These words aren't mine, but the thoughts are. I pulled the majority of them off Kate's Pinterest. :)
Maybe they will inspire you as much as they do me?
TGIF you mofos.
These words are mine:
OH MY GOSH has it been a trip getting off social media the last day and a half. It's not that I deleted the Instagram app entirely off my phone. OK. Maybe I deleted it and then added it and then deleted it and then added it because I can be neurotic like that sometimes. But the kruxt of all of this madness is that I can not and could not see the forest through the trees. So I have to retreat. It's this whole "non attachment" philosophy. Whenever I think I am beginning to NEED something, i.e. rely on it to a point of thinking I can't live without, then it's time to take a step back. I am a firehose. One thing about me is I do not know how to do anything half-way. The older I get, the more i see this and it's hard. Dang is it hard.
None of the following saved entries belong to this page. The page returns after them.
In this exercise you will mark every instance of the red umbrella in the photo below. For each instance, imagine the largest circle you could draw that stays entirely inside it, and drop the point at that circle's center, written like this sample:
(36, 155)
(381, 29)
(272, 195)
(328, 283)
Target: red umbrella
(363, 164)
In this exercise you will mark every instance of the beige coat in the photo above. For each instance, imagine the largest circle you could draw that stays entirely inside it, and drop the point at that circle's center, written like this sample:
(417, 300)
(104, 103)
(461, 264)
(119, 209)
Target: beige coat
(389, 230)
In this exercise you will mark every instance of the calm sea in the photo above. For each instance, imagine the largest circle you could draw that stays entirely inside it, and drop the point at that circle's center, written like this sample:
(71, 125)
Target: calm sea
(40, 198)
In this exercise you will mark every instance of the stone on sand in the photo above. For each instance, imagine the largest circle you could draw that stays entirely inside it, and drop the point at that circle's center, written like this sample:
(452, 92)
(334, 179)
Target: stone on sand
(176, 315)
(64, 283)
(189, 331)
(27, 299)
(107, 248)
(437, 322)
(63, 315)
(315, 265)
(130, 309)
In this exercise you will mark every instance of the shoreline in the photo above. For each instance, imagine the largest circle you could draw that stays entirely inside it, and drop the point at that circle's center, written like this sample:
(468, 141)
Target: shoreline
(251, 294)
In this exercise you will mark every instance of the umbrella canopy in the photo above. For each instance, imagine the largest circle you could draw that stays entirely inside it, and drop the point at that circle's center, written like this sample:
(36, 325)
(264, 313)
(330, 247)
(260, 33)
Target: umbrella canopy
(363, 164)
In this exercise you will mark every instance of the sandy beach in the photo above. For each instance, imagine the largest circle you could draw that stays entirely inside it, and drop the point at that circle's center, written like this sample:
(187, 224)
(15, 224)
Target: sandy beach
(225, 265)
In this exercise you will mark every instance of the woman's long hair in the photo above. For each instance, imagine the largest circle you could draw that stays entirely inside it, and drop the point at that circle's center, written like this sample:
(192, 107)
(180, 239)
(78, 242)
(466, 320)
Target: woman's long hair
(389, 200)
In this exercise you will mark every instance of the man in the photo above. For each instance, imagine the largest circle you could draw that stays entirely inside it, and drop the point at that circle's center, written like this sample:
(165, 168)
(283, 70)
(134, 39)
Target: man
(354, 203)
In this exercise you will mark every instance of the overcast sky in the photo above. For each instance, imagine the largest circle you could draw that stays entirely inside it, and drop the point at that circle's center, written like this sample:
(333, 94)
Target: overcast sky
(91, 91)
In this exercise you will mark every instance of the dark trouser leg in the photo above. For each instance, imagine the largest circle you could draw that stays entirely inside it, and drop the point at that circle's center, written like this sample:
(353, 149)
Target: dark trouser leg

I peek back in the social circle. I'm finding other ways to communicate. I'm seeing smiling faces, trying to find what is me. Maybe I'll never know me and I have to be OK with the fact that who I am, who we are is always a moving target. Maybe I'll never hit dead center and that's not perhaps life's aim. Maybe the target isn't ME, maybe it's that I won't ever hit any target that ISN'T me. Dead center.
For now, defining what is me by what isn't.
I'll be swimming, bathing, playing, slurping, slowly drinking in my ink. Inkedfingers. ink.